There is virtually no example in history of small countries with different
value systems that coexisted peacefully and spontaneously.
Indirectly, Blair has an interesting view of who is the new superpower: not
the USA, but globalization. Blair has been the first world leader to approach
globalization as a) inevitable, b) blurring national borders and c) good.
Bush, for example, may agree with a) and c) but not with b). Chirac may
disagree with all of them. Blair views the globalization process as the
superpower that can and should impose peace on the entire world. Globalization
compels all the countries in the world to interact, not just coexist. This can
be done peacefully only if every single nation agrees with some core values.
If they do, world peace will be a given. If they don't, war is inevitable.
Therefore, from his vintage point, Blair is more than willing to justify
military intervention in the name of a higher good: world integration and
Few people interpreted correctly his "Britain is the greatest nation in the
world". What Blair really meant is that Britain is the country that invented
precisely that set of core values (liberal democracy, capitalism, free trade, human rights
and so forth) that he envisions as the core values for everybody.
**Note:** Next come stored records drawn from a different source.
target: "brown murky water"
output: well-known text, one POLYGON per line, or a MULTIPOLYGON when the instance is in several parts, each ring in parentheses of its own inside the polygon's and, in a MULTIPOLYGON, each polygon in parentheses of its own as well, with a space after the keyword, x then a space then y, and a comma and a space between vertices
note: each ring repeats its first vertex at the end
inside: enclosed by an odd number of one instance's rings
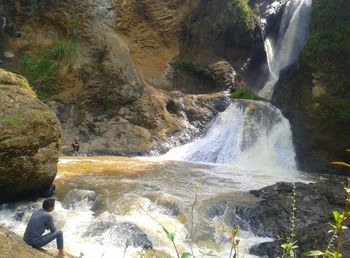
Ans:
MULTIPOLYGON (((84 257, 123 257, 125 241, 141 238, 137 230, 120 231, 123 223, 136 225, 157 250, 172 253, 171 242, 157 222, 176 233, 179 250, 189 251, 191 206, 195 185, 199 185, 194 209, 194 249, 228 256, 229 227, 224 216, 212 217, 213 205, 252 205, 248 193, 277 181, 292 181, 295 175, 271 175, 264 171, 244 171, 232 165, 164 161, 123 157, 64 157, 55 180, 58 204, 54 212, 63 229, 66 247, 84 257), (136 232, 136 233, 135 233, 136 232)), ((18 203, 0 209, 0 223, 22 234, 37 202, 18 203), (16 220, 22 214, 23 219, 16 220)), ((225 209, 225 207, 223 208, 225 209)), ((127 224, 129 225, 129 224, 127 224)), ((261 239, 242 232, 241 252, 261 239)), ((135 240, 136 241, 136 240, 135 240)), ((146 240, 145 240, 146 241, 146 240)), ((142 242, 142 241, 141 241, 142 242)), ((54 249, 54 245, 51 246, 54 249)), ((141 247, 129 247, 125 257, 137 257, 141 247)))

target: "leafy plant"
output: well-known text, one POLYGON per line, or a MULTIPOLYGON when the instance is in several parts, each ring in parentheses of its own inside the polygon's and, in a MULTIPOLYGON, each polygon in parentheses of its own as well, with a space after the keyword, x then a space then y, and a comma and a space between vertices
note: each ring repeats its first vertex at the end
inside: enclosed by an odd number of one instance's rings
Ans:
POLYGON ((27 51, 22 55, 20 72, 36 89, 38 97, 46 100, 61 68, 71 65, 75 53, 76 45, 71 41, 57 41, 48 48, 27 51))
POLYGON ((215 22, 216 34, 236 28, 242 31, 251 31, 258 26, 257 9, 249 6, 248 0, 224 0, 225 8, 215 22))
POLYGON ((296 185, 295 183, 292 184, 293 188, 292 188, 292 203, 291 203, 291 213, 290 213, 290 235, 287 237, 287 241, 285 243, 283 243, 281 245, 281 247, 283 248, 283 254, 282 254, 282 258, 295 258, 296 257, 296 253, 295 253, 295 249, 298 248, 297 246, 297 241, 294 241, 294 237, 296 236, 296 224, 295 224, 295 220, 296 220, 296 185))
POLYGON ((204 66, 185 59, 176 58, 172 61, 172 66, 176 69, 182 70, 194 76, 214 80, 213 75, 204 66))
POLYGON ((238 245, 239 245, 239 232, 240 227, 237 225, 231 230, 231 236, 230 236, 230 243, 231 243, 231 250, 229 258, 238 258, 238 245))

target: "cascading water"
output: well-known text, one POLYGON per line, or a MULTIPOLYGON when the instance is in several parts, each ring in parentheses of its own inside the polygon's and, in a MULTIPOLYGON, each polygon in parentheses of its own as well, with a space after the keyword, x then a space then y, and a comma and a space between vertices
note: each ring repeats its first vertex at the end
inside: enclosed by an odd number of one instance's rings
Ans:
POLYGON ((259 96, 271 99, 280 71, 298 59, 309 33, 311 4, 311 0, 288 1, 277 41, 266 38, 270 78, 260 90, 259 96))
POLYGON ((162 159, 296 169, 288 120, 271 104, 249 100, 232 103, 203 138, 172 149, 162 159))
MULTIPOLYGON (((271 80, 261 95, 270 97, 279 71, 296 60, 307 35, 310 5, 311 0, 289 1, 279 40, 266 40, 271 80)), ((228 199, 253 204, 256 200, 249 190, 301 179, 295 171, 289 122, 267 102, 234 101, 203 138, 159 159, 61 159, 54 217, 64 231, 66 249, 74 255, 82 251, 86 258, 123 257, 126 240, 131 240, 125 257, 137 257, 137 251, 150 243, 175 256, 156 218, 176 233, 180 250, 189 251, 189 211, 193 186, 199 184, 205 190, 200 191, 194 211, 194 252, 213 251, 217 257, 227 257, 231 248, 227 232, 232 225, 226 225, 225 219, 235 219, 234 213, 211 217, 210 208, 228 199), (169 159, 177 161, 165 161, 169 159)), ((0 206, 0 224, 22 235, 41 202, 0 206)), ((242 232, 241 238, 240 252, 246 258, 256 257, 249 254, 250 246, 266 241, 249 232, 242 232)), ((49 248, 55 250, 54 243, 49 248)))

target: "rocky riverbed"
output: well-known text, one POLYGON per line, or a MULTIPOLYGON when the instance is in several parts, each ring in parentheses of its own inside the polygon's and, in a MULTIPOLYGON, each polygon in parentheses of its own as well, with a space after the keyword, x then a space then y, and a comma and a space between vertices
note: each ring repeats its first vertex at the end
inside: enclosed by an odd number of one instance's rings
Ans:
MULTIPOLYGON (((327 177, 316 183, 296 183, 296 237, 298 257, 310 250, 325 250, 331 234, 329 222, 333 223, 333 211, 343 211, 346 193, 345 177, 327 177)), ((280 245, 290 236, 291 203, 293 184, 277 183, 260 190, 251 191, 261 201, 250 207, 237 206, 230 201, 214 205, 208 210, 211 217, 223 217, 230 226, 239 224, 242 229, 258 236, 276 239, 261 243, 250 249, 257 256, 270 258, 281 255, 280 245)), ((343 236, 344 257, 350 257, 350 232, 343 236)))

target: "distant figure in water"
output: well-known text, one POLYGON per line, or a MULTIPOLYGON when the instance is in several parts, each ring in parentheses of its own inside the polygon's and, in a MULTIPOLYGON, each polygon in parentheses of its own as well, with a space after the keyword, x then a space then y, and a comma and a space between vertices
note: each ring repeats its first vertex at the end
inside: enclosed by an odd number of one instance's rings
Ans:
POLYGON ((43 208, 35 211, 30 217, 23 240, 28 245, 41 249, 41 247, 56 239, 58 256, 66 258, 63 250, 63 233, 56 229, 50 214, 54 209, 54 199, 44 200, 43 208), (43 235, 46 229, 50 230, 50 233, 43 235))
POLYGON ((72 142, 72 147, 73 147, 73 151, 74 151, 74 152, 78 152, 78 151, 79 151, 79 142, 78 142, 78 139, 74 139, 74 142, 72 142))

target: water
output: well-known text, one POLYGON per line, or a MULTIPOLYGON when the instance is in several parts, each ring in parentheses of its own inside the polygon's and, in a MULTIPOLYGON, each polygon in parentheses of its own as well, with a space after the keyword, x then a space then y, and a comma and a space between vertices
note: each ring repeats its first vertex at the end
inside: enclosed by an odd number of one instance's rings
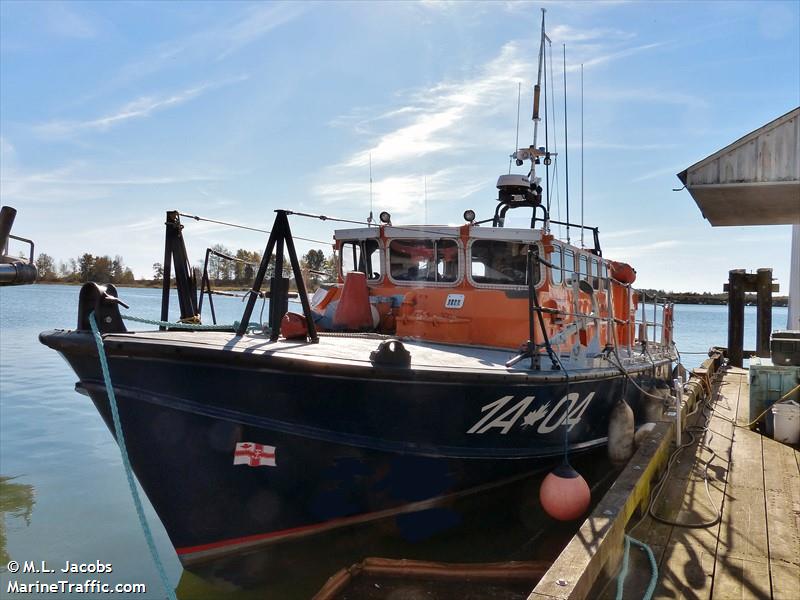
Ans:
MULTIPOLYGON (((92 403, 74 392, 72 370, 37 338, 46 329, 75 327, 79 290, 60 285, 0 288, 0 476, 13 477, 0 478, 0 597, 6 597, 10 579, 77 583, 88 578, 147 585, 146 594, 117 597, 162 598, 116 444, 92 403), (12 559, 44 560, 57 569, 67 560, 100 561, 111 563, 113 572, 12 576, 3 572, 12 559)), ((123 288, 120 296, 131 305, 133 315, 160 314, 160 290, 123 288)), ((235 298, 219 297, 215 306, 221 323, 240 318, 243 310, 235 298)), ((783 327, 785 321, 786 309, 776 308, 775 326, 783 327)), ((746 309, 745 326, 745 347, 752 348, 754 307, 746 309)), ((687 366, 696 366, 703 356, 689 352, 702 353, 725 343, 726 307, 677 306, 675 327, 687 366)), ((595 475, 599 481, 603 474, 595 475)), ((604 483, 598 485, 601 492, 604 483)), ((535 497, 533 484, 521 486, 516 497, 535 497)), ((324 543, 281 545, 197 574, 182 570, 157 516, 146 501, 145 505, 156 545, 182 600, 305 598, 338 569, 365 556, 452 561, 548 558, 548 549, 560 548, 558 542, 571 535, 569 528, 543 529, 535 504, 509 509, 505 499, 482 498, 480 511, 473 511, 478 517, 466 518, 458 532, 424 544, 377 527, 334 534, 324 543), (546 544, 540 543, 542 536, 546 544), (252 588, 253 581, 265 578, 252 588), (241 591, 242 586, 252 589, 241 591)))

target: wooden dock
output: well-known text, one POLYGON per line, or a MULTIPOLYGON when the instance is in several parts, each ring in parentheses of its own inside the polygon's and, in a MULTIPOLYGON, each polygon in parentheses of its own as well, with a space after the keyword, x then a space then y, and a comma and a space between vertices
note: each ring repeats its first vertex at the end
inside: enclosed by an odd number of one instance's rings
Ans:
MULTIPOLYGON (((638 487, 631 483, 627 497, 617 493, 616 511, 615 499, 608 497, 614 493, 612 487, 598 508, 617 515, 622 523, 612 518, 591 547, 573 539, 529 600, 615 598, 621 535, 611 533, 626 522, 628 534, 648 544, 655 555, 658 582, 653 598, 800 599, 800 452, 748 429, 749 406, 747 371, 724 367, 712 383, 708 432, 696 433, 694 442, 677 457, 654 506, 659 517, 689 524, 714 521, 719 510, 714 525, 678 527, 650 516, 637 523, 640 517, 631 516, 633 510, 626 507, 631 500, 647 504, 649 486, 646 495, 642 481, 636 482, 638 487), (703 473, 712 457, 709 498, 703 473), (587 577, 587 572, 594 575, 587 577)), ((686 426, 691 429, 705 420, 701 409, 686 426)), ((664 431, 671 442, 674 428, 664 431)), ((632 462, 648 456, 649 462, 632 467, 638 466, 644 479, 645 471, 666 464, 664 453, 655 447, 640 449, 632 462)), ((618 480, 623 486, 627 471, 618 480)), ((581 530, 587 525, 596 529, 601 515, 595 511, 581 530)), ((642 598, 650 577, 646 553, 632 546, 623 598, 642 598)))

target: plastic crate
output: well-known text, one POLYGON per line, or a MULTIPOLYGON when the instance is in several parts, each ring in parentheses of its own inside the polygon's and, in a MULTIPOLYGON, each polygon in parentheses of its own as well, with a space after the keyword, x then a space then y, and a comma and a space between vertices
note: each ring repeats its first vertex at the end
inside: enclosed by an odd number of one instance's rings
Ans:
POLYGON ((800 365, 800 331, 773 331, 769 341, 772 364, 800 365))

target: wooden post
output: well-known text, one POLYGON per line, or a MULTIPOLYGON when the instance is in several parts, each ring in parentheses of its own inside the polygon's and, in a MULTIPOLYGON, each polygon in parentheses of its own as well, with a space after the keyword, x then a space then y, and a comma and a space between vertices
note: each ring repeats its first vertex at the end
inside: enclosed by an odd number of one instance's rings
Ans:
POLYGON ((758 292, 756 355, 769 358, 769 336, 772 333, 772 269, 757 271, 756 291, 758 292))
POLYGON ((744 355, 744 269, 728 272, 728 362, 741 367, 744 355))

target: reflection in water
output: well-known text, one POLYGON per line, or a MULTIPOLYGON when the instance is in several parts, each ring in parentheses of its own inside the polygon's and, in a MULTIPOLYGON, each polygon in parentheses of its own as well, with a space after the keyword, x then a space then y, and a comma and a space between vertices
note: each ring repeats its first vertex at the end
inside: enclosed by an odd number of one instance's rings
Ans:
MULTIPOLYGON (((605 451, 576 456, 575 467, 598 501, 615 471, 605 451)), ((311 598, 342 568, 367 557, 449 563, 552 561, 580 525, 555 522, 539 504, 544 474, 459 498, 447 506, 416 513, 448 528, 432 528, 427 539, 404 535, 396 518, 267 545, 247 553, 187 567, 176 590, 181 600, 311 598)))
POLYGON ((0 475, 0 565, 5 568, 11 556, 6 550, 6 513, 15 518, 25 519, 31 524, 34 499, 33 486, 27 483, 11 483, 16 477, 0 475))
Those are
the core values that Blair is willing to go to war for, anywhere and anytime.
In a sense, Blair represents the exact opposite of the philosophies of
"relativism" and "clash of cultures". Blair's view is that there is only
one legitimate culture and one absolute set of "right" values.
Blair wants to emphasize what nations, religions and cultures have in common,
not what makes them different.
Blair's vision of a world community that shares the exact same values is
not so far fetched, despite the obvious setbacks in the Islamic world.
The whole world, from Russia to China to India to Japan to Brazil, is
endorsing precisely that set of values, inherited from British liberalism
via the USA. Blair's vision is happening as he dreams it. In a sense, he is
indeed a son of his age. He embodies the very nature of the post-Cold War world.
Whether the Islamic world will eventually burn the Quran and join the rest
of the world or become a different isolated kind of world or start World
War III is the great theme of the 21st century.
But one has to give Blair credit for refusing to believe that there is
anything inherently different about the Islamic world that would prevent
"them" to be as free, as smart and as rich as the rest of the world.
Blair might have a future as an international leader of the democratic world.
Hopefully, he will find a new mission in life as a catalyst for badly needed
reforms at the United Nations.
(See What is wrong with the United Nations).
Blair is today hardly remembered for being the prime minister that ended
Britain's longest civil war: the war against the IRA in Northern Ireland.
He may also be remembered as the prime minister who presided over the
disintegration of the United Kingdom, as it was under his watch that
Scotland was given independence all but in name.
Future generations may blame him for not trying harder to integrate the
two British regions of England and Scotland instead of treating them like
the nations that they are not.
By the same token, Blair was weak in convincing the British to move towards
a deeper integration with the European Union. Britain is, more than ever,
a distant member of the Union. Given he was unable to integrate the English
and the Scottish, it does not come as a surprise that he was unable to
integrate the British and the continental Europeans. Blair's biggest
limit was precisely his inability to lead masses towards accepting the
view of the world as one place.
The biggest compliment paid to Blair comes from the two men who will now
fight for control of British politics: Gordon Brown (Blair's likely
successor within the Labor Party) and David Cameron (leader of the Conservative
Party). Neither has any intention of fundamentally altering Blair's Britain.
compare with France, where both candidates were united in denouncing the
system inherited from Chirac and determined to change it.